Each term in square brackets has the form of a $$\frac{N}{2}$$ -length DFT. The first one is a DFT of the even-numbered elements, and the second of the odd-numbered elements. The first DFT is combined with the second multiplied by the complex exponential $$e^{\frac{-(j2\pi k)}{N}}$$. The half-length transforms are each evaluated at frequency indices $$k \in\{0, \ldots, N-1\}$$. Normally, the number of frequency indices in a DFT calculation range between zero and the transform length minus one. The computational advantage of the FFT comes from recognizing the periodic nature of the discrete Fourier transform. The FFT simply reuses the computations made in the half-length transforms and combines them through additions and the multiplication by $$e^{\frac{-(j2\pi k)}{N}}$$, which is not periodic over $$\frac{N}{2}$$, to rewrite the length-N DFT. Figure $$\PageIndex{1}$$ illustrates this decomposition. As it stands, we now compute two length- $$\frac{N}{2}$$ transforms (complexity $$2O(\frac{N^2}{4})$$), multiply one of them by the complex exponential (complexity $$O(N)$$), and add the results (complexity $$O(N)$$). At this point, the total complexity is still dominated by the half-length DFT calculations, but the proportionality coefficient has been reduced.
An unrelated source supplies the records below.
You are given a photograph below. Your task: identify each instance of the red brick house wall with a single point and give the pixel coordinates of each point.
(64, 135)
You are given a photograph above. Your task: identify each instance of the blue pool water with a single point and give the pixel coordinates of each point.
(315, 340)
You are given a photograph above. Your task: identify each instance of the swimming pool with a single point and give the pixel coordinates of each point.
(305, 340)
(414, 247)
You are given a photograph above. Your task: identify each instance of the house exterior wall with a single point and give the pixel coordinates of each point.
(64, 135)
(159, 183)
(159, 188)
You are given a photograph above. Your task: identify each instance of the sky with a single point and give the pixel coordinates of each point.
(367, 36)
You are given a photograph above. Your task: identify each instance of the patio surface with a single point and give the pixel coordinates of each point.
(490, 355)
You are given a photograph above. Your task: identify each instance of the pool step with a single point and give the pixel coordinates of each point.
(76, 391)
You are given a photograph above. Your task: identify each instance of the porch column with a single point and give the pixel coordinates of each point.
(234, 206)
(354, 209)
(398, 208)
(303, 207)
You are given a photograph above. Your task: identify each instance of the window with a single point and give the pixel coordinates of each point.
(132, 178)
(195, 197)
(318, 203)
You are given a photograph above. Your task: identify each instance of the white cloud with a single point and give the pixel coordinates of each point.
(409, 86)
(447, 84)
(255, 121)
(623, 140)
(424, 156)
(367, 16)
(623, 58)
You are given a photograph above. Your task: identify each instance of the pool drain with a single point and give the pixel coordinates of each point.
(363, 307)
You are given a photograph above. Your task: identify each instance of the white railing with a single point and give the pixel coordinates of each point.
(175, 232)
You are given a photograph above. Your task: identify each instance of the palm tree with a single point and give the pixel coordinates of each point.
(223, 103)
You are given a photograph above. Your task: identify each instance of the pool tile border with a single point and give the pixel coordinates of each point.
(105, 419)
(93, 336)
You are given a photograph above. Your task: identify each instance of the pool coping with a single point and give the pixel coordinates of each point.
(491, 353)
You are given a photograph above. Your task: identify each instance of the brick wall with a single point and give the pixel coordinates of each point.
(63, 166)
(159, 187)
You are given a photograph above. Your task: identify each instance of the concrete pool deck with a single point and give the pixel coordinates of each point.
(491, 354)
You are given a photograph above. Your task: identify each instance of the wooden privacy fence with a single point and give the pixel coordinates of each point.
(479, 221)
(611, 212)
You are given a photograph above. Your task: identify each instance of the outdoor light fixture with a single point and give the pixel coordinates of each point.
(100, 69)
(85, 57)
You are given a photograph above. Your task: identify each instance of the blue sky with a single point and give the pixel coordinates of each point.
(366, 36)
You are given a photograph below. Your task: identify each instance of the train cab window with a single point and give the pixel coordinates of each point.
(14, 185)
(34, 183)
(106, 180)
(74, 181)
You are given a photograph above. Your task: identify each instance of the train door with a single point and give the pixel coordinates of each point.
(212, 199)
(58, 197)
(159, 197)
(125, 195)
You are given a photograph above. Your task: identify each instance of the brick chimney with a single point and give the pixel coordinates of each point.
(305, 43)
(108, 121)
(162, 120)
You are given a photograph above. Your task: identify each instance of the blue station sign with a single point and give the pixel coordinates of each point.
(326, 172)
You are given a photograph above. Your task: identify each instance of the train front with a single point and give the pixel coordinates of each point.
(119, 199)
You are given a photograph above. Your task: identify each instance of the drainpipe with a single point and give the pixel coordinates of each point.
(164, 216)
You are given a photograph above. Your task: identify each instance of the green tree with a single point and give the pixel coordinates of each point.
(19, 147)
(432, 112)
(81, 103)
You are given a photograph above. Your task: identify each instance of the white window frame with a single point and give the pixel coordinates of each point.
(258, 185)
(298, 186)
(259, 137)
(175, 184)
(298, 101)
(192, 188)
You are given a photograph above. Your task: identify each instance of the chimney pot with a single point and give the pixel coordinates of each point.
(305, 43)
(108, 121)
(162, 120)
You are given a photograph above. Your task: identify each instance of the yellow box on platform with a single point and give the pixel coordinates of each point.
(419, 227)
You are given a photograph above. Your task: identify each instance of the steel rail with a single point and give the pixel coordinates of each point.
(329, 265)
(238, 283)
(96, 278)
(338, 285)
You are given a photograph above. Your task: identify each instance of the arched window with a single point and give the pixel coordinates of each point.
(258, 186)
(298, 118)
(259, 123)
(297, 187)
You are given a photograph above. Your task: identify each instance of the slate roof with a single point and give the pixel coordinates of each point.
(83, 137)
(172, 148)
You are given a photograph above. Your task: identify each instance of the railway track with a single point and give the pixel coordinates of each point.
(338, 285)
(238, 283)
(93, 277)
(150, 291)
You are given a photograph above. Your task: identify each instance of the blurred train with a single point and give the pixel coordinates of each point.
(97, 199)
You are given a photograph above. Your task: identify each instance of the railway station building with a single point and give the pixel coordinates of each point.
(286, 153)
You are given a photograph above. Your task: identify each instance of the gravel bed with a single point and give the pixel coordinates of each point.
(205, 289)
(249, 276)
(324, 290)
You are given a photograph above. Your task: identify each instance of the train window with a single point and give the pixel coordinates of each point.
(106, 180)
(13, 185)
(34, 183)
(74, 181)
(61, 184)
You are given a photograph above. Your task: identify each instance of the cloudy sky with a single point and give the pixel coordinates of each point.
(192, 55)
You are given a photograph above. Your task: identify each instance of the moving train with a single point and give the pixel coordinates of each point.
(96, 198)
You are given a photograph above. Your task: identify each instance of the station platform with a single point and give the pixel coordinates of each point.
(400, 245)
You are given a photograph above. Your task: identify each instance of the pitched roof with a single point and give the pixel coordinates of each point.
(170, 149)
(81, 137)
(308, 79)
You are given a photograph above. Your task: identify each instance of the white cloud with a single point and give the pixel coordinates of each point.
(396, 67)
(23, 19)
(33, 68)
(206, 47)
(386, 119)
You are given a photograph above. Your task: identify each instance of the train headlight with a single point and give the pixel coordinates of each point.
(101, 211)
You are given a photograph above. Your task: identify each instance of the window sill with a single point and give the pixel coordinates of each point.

Now for the fun. Because $$N=2^l$$, each of the half-length transforms can be reduced to two quarter-length transforms, each of these to two eighth-length ones, etc. This decomposition continues until we are left with length-2 transforms. This transform is quite simple, involving only additions. Thus, the first stage of the FFT has $$\frac{N}{2}$$ length-2 transforms (see the bottom part of Figure $$\PageIndex{1}$$). Pairs of these transforms are combined by adding one to the other multiplied by a complex exponential. Each pair requires 4 additions and 4 multiplications, giving a total number of computations equaling $$8 \frac{N}{4}=\frac{N}{2}$$. This number of computations does not change from stage to stage. Because the number of stages, the number of times the length can be divided by two, equals $$\log_2 N$$, the complexity of the FFT is $$O(N \log N)$$.

Doing an example will make computational savings more obvious. Let's look at the details of a length-8 DFT. As shown on Figure $$\PageIndex{1}$$, we first decompose the DFT into two length-4 DFTs, with the outputs added and subtracted together in pairs. Considering Figure $$\PageIndex{1}$$ as the frequency index goes from 0 through 7, we recycle values from the length-4 DFTs into the final calculation because of the periodicity of the DFT output. Examining how pairs of outputs are collected together, we create the basic computational element known as a butterfly (Figure $$\PageIndex{2}$$).

By considering together the computations involving common output frequencies from the two half-length DFTs, we see that the two complex multiplies are related to each other, and we can reduce our computational work even further. By further decomposing the length-4 DFTs into two length-2 DFTs and combining their outputs, we arrive at the diagram summarizing the length-8 fast Fourier transform (Figure $$\PageIndex{1}$$). Although most of the complex multiplies are quite simple (multiplying by $$e^{-(j \pi)}$$ means negating real and imaginary parts), let's count those for purposes of evaluating the complexity as full complex multiplies. We have $$\frac{N}{2}=4$$ complex multiplies and $$2N=16$$ additions for each stage and $$\log_2 N = 3$$ stages, making the number of basic computations $$\frac{3N}{2}\log_2 N$$ as predicted.

Exercise $$\PageIndex{1}$$

Note that the ordering of the input sequence in the two parts of Figure $$\PageIndex{1}$$ aren't quite the same. Why not? How is the ordering determined?

Other "fast" algorithms were discovered, all of which make use of how many common factors the transform length N has. In number theory, the number of prime factors a given integer has measures how composite it is. The numbers $$16$$ and $$81$$ are highly composite (equaling $$2^4$$ and $$3^4$$ respectively), the number $$18$$ is less so ($$2^1 3^2$$ ), and $$17$$ not at all (it's prime). In over thirty years of Fourier transform algorithm development, the original Cooley-Tukey algorithm is far and away the most frequently used. It is so computationally efficient that power-of-two transform lengths are frequently used regardless of what the actual length of the data.